The more transmissible Delta variant has resulted in increasing pressures on Saskatchewan hospitals at a much faster rate than previous COVID surges, drastically increasing ICU occupancy and hospitalizations due to COVID in the last month. August data shows this is driven primarily by those not fully vaccinated, with nearly 84 per cent of all new cases and hospitalizations unvaccinated or partially vaccinated people.
The directive to SHA teams includes the following surge targets for ICU and hospital capacity:
- surge from a baseline of 79 ICU beds up to 130 to accommodate a projected 80 COVID ICU patients and maintain care for on average 50 non-COVID ICU patients;
- flex up hospital capacity across the province to care for an additional 255 COVID non-ICU patients;
Service slowdowns will include the targeted postponement of elective, non-urgent surgical procedures. This will support teams to create capacity in hospital units where surgical patients would otherwise be cared for after their procedure. As slowdowns are activated, they will be communicated locally using regular service disruption processes. Patients whose booked elective procedures are affected will be communicated with directly.
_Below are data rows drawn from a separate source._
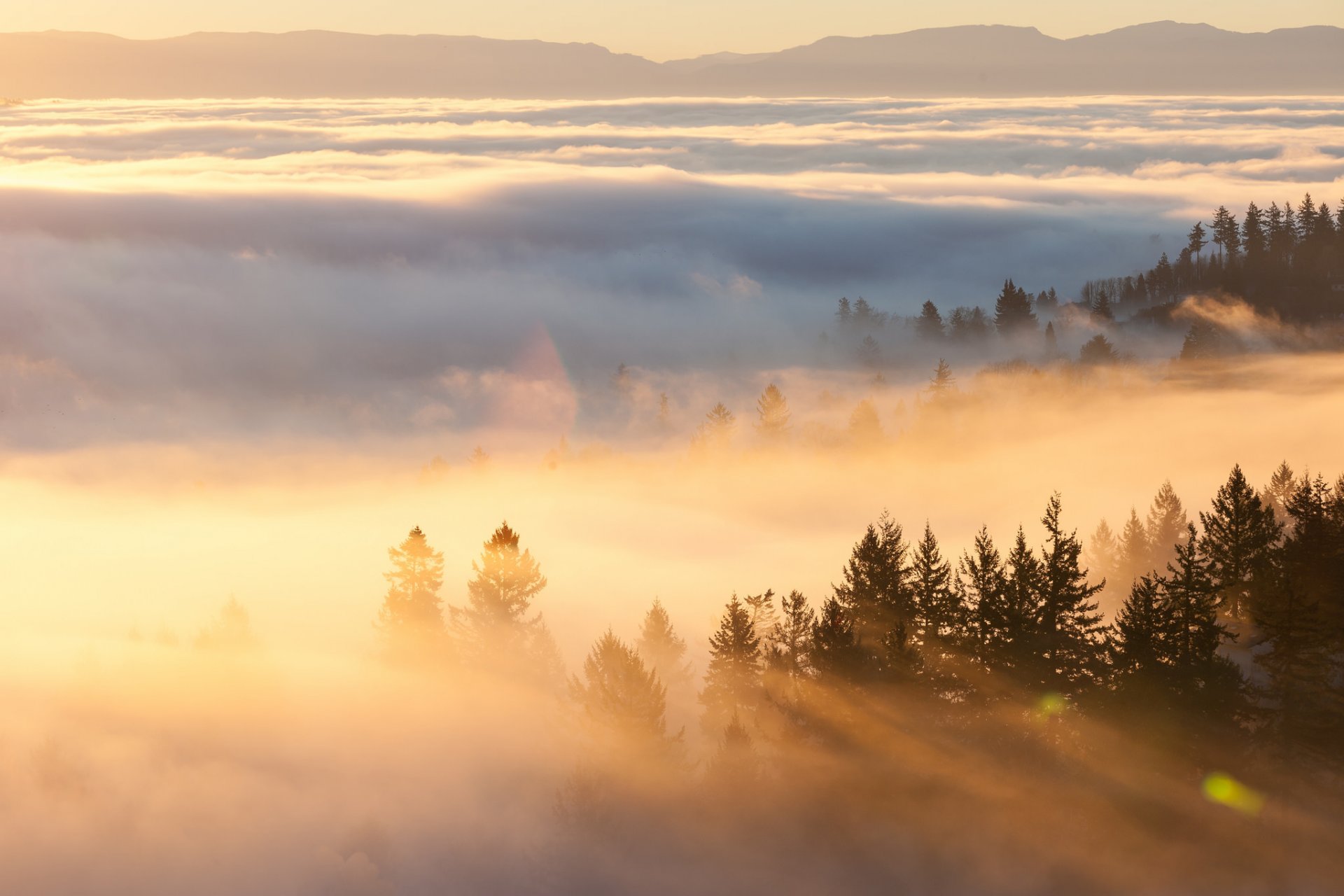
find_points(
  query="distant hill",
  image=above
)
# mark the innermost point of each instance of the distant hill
(991, 61)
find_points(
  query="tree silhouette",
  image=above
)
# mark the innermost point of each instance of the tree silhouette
(1240, 535)
(773, 415)
(622, 696)
(663, 648)
(1072, 625)
(733, 678)
(1012, 311)
(495, 628)
(412, 617)
(929, 324)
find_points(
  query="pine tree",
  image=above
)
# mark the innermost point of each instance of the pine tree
(1167, 524)
(1007, 609)
(622, 696)
(764, 615)
(835, 650)
(1140, 648)
(876, 593)
(715, 433)
(773, 415)
(663, 648)
(1202, 681)
(1070, 621)
(1280, 489)
(1240, 535)
(1135, 550)
(790, 641)
(1012, 311)
(1104, 551)
(733, 679)
(940, 618)
(412, 617)
(929, 324)
(942, 381)
(1097, 351)
(495, 628)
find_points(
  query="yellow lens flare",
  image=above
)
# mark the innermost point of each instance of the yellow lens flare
(1224, 789)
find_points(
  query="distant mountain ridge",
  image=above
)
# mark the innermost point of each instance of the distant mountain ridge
(990, 61)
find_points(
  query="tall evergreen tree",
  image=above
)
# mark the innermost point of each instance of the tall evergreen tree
(733, 678)
(1240, 535)
(773, 415)
(1070, 622)
(663, 648)
(929, 324)
(1203, 682)
(412, 617)
(622, 696)
(875, 592)
(1167, 524)
(496, 626)
(1012, 311)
The SHA is committed to maintain services for mental health and addictions, and childhood immunizations under the age of 2.
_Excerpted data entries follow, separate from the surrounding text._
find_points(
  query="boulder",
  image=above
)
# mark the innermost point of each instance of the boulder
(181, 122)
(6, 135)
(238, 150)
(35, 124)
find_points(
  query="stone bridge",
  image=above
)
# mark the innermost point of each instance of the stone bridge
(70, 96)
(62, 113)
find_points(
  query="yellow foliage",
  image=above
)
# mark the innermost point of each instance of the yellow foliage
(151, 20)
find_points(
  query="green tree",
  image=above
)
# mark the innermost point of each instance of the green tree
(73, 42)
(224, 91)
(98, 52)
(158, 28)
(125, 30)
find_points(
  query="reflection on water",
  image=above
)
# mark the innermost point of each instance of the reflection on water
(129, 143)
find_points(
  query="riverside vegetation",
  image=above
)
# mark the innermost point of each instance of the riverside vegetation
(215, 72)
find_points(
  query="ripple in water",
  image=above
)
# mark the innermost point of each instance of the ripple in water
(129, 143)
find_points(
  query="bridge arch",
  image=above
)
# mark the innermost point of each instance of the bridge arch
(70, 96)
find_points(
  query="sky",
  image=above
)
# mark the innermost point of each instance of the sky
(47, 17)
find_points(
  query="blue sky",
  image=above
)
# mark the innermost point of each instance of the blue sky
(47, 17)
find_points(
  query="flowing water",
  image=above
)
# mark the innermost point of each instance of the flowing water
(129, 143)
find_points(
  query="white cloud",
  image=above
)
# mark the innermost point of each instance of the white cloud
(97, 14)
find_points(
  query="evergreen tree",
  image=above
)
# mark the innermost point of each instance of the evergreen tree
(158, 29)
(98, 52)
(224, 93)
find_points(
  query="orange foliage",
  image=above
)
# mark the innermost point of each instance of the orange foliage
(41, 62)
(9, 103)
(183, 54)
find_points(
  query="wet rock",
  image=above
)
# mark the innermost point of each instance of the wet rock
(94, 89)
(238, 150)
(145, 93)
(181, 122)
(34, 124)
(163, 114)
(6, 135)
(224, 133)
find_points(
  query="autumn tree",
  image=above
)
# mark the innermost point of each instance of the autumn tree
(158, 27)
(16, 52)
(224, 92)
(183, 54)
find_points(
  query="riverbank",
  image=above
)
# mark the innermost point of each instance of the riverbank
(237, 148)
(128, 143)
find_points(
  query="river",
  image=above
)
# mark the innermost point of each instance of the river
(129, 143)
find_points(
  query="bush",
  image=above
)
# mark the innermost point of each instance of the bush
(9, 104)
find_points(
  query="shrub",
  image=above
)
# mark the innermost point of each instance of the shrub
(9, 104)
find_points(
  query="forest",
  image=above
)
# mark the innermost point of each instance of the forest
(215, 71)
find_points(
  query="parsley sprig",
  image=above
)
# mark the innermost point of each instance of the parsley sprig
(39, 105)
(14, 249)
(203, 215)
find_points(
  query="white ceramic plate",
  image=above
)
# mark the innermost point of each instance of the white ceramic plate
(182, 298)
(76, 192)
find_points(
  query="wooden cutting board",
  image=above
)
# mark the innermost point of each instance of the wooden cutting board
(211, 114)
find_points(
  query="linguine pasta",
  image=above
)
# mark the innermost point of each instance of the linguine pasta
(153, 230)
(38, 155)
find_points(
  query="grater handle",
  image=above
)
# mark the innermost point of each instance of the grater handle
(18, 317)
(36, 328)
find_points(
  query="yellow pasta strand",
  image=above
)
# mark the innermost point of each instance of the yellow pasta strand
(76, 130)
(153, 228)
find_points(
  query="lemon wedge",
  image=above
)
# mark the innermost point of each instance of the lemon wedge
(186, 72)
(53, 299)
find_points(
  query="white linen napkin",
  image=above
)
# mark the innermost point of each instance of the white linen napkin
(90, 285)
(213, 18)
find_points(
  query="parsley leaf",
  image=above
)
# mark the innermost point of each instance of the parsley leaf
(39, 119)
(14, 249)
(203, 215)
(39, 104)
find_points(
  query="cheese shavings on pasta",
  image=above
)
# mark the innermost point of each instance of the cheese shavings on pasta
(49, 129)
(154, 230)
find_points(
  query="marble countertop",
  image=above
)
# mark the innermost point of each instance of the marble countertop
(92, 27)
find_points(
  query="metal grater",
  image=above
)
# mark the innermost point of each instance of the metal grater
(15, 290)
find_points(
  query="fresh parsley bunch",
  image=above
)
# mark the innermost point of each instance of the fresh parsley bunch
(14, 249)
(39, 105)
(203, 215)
Health care teams will also be enacting hospital patient transfers, where required for safety and capacity reasons, to ensure full utilization of hospital capacity within tertiary, regional and local hospitals across the province. This transfer process will allow teams to load level provincially as a system and deal with surges as they hit certain areas. It means that some patients, who fit established criteria and can be assured of comparable safe care, will be transferred to facilities that may not match their preference or is closest to home. The SHA asks for the support and cooperation of all those involved in these transfers to support this needed process during these difficult times.
While the hospital system adapts, the SHA is also redeploying staff to support expanded COVID testing and continued access to COVID vaccines, including:
- Testing teams are working to meet a target of having individuals access a test at a testing centre within 24 to 48 hours of their call for an appointment, or have a wait of no more than 90 minutes at a drive-thru;
- Immunization teams are continuing to balance efforts to increase 1st and 2nd dose uptake through outreach clinics, as well as supporting COVID immunizations within schools, and creating access to booster shots.
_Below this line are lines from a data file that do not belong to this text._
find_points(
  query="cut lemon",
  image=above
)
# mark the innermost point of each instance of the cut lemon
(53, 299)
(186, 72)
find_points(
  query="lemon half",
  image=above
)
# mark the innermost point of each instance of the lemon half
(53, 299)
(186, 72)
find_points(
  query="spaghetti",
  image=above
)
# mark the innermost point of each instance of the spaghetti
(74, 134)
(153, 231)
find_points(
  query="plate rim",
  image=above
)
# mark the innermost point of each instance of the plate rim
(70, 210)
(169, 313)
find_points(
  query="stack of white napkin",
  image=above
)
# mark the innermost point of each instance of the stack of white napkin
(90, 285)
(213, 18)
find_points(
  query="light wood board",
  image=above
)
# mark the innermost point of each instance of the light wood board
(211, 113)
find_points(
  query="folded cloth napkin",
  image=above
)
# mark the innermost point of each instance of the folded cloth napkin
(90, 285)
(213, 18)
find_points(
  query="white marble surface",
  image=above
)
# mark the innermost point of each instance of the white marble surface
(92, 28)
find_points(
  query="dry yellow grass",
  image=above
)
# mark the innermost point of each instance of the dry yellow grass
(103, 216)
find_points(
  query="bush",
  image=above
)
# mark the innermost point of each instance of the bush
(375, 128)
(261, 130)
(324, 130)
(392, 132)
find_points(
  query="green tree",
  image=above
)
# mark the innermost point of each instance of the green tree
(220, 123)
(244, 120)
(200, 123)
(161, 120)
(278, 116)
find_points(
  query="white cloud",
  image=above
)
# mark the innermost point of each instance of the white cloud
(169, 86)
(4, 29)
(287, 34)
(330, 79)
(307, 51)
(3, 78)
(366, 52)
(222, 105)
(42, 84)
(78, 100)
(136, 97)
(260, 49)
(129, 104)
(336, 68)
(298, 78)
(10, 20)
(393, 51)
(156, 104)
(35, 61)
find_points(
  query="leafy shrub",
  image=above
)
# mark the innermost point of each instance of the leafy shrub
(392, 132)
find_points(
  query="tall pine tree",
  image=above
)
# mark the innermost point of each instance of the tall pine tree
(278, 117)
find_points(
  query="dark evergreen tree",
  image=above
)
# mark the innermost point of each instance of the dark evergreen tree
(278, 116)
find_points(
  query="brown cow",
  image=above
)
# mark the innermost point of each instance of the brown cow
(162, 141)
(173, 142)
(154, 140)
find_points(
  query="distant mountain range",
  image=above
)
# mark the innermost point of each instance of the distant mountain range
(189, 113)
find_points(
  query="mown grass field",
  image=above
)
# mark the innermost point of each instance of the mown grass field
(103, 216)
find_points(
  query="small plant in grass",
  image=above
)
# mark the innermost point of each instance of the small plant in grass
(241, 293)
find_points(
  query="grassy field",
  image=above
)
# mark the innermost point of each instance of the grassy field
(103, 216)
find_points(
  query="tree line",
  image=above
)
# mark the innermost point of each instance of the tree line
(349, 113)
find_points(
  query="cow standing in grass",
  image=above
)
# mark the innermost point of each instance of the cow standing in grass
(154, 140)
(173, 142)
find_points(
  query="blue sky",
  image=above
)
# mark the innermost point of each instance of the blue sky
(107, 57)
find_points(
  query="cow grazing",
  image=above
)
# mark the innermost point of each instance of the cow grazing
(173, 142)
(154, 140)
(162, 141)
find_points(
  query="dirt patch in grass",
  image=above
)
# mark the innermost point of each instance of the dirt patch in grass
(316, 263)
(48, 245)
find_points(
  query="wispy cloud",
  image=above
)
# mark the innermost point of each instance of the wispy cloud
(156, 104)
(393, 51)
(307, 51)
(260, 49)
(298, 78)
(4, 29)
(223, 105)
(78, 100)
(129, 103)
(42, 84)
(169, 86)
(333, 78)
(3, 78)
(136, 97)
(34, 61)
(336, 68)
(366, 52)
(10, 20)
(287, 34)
Saskatchewan residents can easily access COVID vaccines by visiting a participating pharmacy in your neighborhood or one of our SHA pop-up clinics.
The SHA is urging the public to be patient as health care teams balance growing testing demands with the competing pressures of hospital care and maintaining access to immunization, with ongoing staffing challenges.
“Saskatchewan residents depend on our services so slowing down some services is not an easy choice,” said Scott Livingstone, President and CEO. “But we are challenged to meet the growing COVID demand while facing an increasing shortage of dedicated and highly-skilled health care professionals. They are fatigued and burnt out and dealing with increasingly abusive behavior. We ask for your support, your patience and understanding, and your kindness. Most of all, we implore you to get vaccinated if you are medically eligible, and demand those in your life to do the same. Only by coming together will we get passed this surge before us, and preserve our health system for months and years to come.”